The $4.65 million legal agreement will require approval by Denver’s City Council before it’s made final. Hancock has given his nod to the settlement and met this morning to offer his condolences to the Marshalls, with whom he hadn’t interacted in the two years since Michael’s death.

Speaking on behalf of her family, Natalia Marshall says no congratulations are in order.

“We didn’t win anything here. My uncle is still dead and those officers are still on duty working in that jail. The new policies were too late to save Uncle Michael,” she says, asking the public to give her family room to “breath and mourn,” and to get on with their lives.

Hancock is expected to seek a third term as Denver mayor. By settling out of court, he avoids further in a long string of embarrassments involving his safety department and its handling of excessive force cases.

In trying unsuccessfully to defend Booker’s killing during the 2014 civil trial, Hancock’s administration went to extraordinary lengths to try to smear Booker’s memory. Their lawyers strong suggestion was that Booker deserved to be killed. That defense strategy infuriated many clergy members and others in metro Denver’s African-American community who used to see Hancock – the city’s second black mayor – as an ally.

Last month, Denver District Attorney Beth McCann called for a grand jury investigation into the Sheriff’s Department’s handling of the Taser used to killed Booker in 2010. Evidence shows that the Taser data the department turned over to the coroner and internal affairs investigators is not from the Taser actually deployed on Booker, but rather from another Taser that was swapped in its place. That discrepancy came to light during the Booker civil trial, but the administration apparently did nothing about it.

In the meantime, Hancock’s Safety Manager Stephanie O’Malley and Police Chief Robert White are widely known to have been searching for other jobs for at least several months. And violence continues surging in Denver’s jails, which are overcrowded and understaffed.

Hancock, in response to the Booker verdict, hired Sheriff Patrick Firman as a “change agent.” Change didn’t come nearly fast enough. Marshall was killed a month later.


Photo courtesy of Michael Marshall’s family.

3 COMMENTS

  1. “like Marshall, was homeless, mentally ill, frail, and black”

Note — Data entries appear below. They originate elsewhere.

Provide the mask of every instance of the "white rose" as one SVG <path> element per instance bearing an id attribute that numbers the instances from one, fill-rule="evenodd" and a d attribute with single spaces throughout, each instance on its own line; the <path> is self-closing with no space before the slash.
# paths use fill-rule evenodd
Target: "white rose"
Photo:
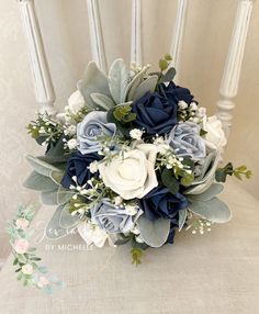
<path id="1" fill-rule="evenodd" d="M 85 98 L 79 90 L 75 91 L 68 99 L 68 109 L 71 113 L 77 114 L 86 104 Z"/>
<path id="2" fill-rule="evenodd" d="M 140 144 L 123 157 L 101 162 L 99 171 L 104 184 L 124 200 L 142 199 L 158 184 L 155 172 L 157 149 L 156 145 Z"/>
<path id="3" fill-rule="evenodd" d="M 203 128 L 207 132 L 204 138 L 209 148 L 221 150 L 226 145 L 222 122 L 216 115 L 204 119 Z"/>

    It should also be noted that Hancock, the mayor of Denver is black.

  2. Is there a summary of awards such as this paid during the “administrations” of mayors, DAs, Public Safety, Sheriff and Police chief?

    Is there any comparison of totals between cities or counties? I’m guessing Denver is on the higher end, but that is only a guess. Phoenix & Joe Arpaio have gotten a great deal more press that I’ve seen, but I don’t know how the numbers compare.